OCP Version at Install Time: each upgrade, from 4.6.22 to 4.7.9 OCP Version after Upgrade (if applicable): 4.7.9 Platform: AWS Architecture: x86_64 What are you trying to do? What is your use case? - Upgrading the cluster. What happened? What went wrong or what did you expect? - Node are reported in "Degraded" state as machine-config-daemon fails to run and parse rpm-ostree status --json output: $ cat namespaces/openshift-machine-config-operator/pods/machine-config-daemon-4msf4/machine-config-daemon/machine-config-daemon/logs/current.log 2021-05-07T10:48:38.348971166Z I0507 10:48:38.348822 246746 start.go:108] Version: v4.7.0-202104250659.p0-dirty (ac79a2ffc6002f086b3fa80003b278b635d2055a) 2021-05-07T10:48:38.356013527Z I0507 10:48:38.355980 246746 start.go:121] Calling chroot("/rootfs") 2021-05-07T10:48:38.356082310Z I0507 10:48:38.356067 246746 rpm-ostree.go:261] Running captured: rpm-ostree status --json 2021-05-07T10:48:38.423052266Z F0507 10:48:38.423004 246746 start.go:150] Failed to initialize single run daemon: error reading osImageURL from rpm-ostree: failed to parse `rpm-ostree status --json` output: invalid character 'E' looking for beginning of value What are the steps to reproduce your issue? Please try to reduce these steps to something that can be reproduced with a single RHCOS node. - Standard cluster upgrade. Please add anything else that might be useful, for example: - journalctl --verify: seeing no truncated/corrupted journalctl logs at the time of reproducing the issue. - rpm-ostreed.service is up and manually running `rpm-ostree status --json` on the affected nodes shown no visible issue. - The same issue is reproduced: - During every single upgrade, from 4.6.22 up to 4.7.9. - Impacts individual workers nodes. - Impacts multiple clusters. - As the error is reproduced, MCP is reporting their nodes in degraded state. - Following a manual reboot of the impacted nodes, the upgrade finishes successfully.

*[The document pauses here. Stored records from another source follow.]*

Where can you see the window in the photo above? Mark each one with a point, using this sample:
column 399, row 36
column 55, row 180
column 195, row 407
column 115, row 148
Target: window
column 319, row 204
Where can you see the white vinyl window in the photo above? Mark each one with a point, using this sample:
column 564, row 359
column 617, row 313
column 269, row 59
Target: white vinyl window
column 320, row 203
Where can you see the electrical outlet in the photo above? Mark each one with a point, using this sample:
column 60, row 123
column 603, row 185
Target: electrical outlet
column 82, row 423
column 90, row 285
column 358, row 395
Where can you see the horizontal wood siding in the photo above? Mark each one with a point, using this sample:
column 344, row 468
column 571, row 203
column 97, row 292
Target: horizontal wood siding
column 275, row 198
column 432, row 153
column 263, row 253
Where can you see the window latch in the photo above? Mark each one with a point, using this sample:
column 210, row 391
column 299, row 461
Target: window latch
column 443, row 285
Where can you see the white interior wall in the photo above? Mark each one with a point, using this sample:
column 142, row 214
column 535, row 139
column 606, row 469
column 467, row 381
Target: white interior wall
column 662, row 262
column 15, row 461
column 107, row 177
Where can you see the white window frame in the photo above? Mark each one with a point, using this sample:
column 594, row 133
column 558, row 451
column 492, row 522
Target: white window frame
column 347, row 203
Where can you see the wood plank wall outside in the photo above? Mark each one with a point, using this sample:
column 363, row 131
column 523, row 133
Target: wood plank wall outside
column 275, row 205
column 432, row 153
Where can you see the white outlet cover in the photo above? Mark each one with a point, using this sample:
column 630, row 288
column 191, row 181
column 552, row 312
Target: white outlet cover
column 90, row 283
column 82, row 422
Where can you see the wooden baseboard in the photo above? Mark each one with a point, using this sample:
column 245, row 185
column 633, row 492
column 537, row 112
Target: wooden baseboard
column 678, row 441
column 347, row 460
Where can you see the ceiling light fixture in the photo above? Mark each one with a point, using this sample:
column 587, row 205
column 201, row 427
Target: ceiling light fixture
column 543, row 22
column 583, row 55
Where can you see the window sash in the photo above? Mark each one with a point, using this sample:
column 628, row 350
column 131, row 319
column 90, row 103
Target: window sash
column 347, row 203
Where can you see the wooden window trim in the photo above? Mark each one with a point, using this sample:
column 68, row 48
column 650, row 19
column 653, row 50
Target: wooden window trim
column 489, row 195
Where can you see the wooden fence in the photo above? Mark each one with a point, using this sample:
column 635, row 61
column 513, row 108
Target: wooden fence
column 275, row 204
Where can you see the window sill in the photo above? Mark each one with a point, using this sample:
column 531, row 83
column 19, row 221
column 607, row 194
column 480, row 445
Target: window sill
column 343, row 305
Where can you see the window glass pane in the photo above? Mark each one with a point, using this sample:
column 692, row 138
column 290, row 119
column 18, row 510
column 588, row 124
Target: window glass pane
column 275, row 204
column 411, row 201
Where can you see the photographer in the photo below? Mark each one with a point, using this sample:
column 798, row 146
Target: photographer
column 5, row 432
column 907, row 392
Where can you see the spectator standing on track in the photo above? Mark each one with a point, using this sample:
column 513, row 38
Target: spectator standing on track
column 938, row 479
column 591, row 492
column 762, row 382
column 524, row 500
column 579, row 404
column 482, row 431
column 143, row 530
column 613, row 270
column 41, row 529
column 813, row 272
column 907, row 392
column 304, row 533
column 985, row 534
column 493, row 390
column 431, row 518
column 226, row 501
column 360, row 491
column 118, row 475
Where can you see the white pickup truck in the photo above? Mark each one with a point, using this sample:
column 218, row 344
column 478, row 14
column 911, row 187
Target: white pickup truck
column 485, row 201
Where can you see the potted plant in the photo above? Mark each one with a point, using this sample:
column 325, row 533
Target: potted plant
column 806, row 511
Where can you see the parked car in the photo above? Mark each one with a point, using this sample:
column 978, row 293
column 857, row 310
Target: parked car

I looked through node journal and didn't see anything relevant in rpm-ostreed.service logs either. And looking at MCD code I think `rpm-ostree status --json` is exiting without error (but it may be logging something problematic to stderr). I'm dispatching to MCO folks in order to get that portion of logic augmented to report a more useful error message. In particular, logging the problematic input to journal will help tracking down the root cause. Assorted notes for possible followups after that: * splitting stdout and stderr could help, in order to avoid parsing any warnings from stderr * adding a retry loop could help overcoming transient errors
The above PR will get us the actual error, which will hopefully be informative. In the short term, can you try reproducing a failure by doing something like this in an "oc debug node": `while sleep 30; do rpm-ostree status --json >/dev/null; done` And see if any errors appear.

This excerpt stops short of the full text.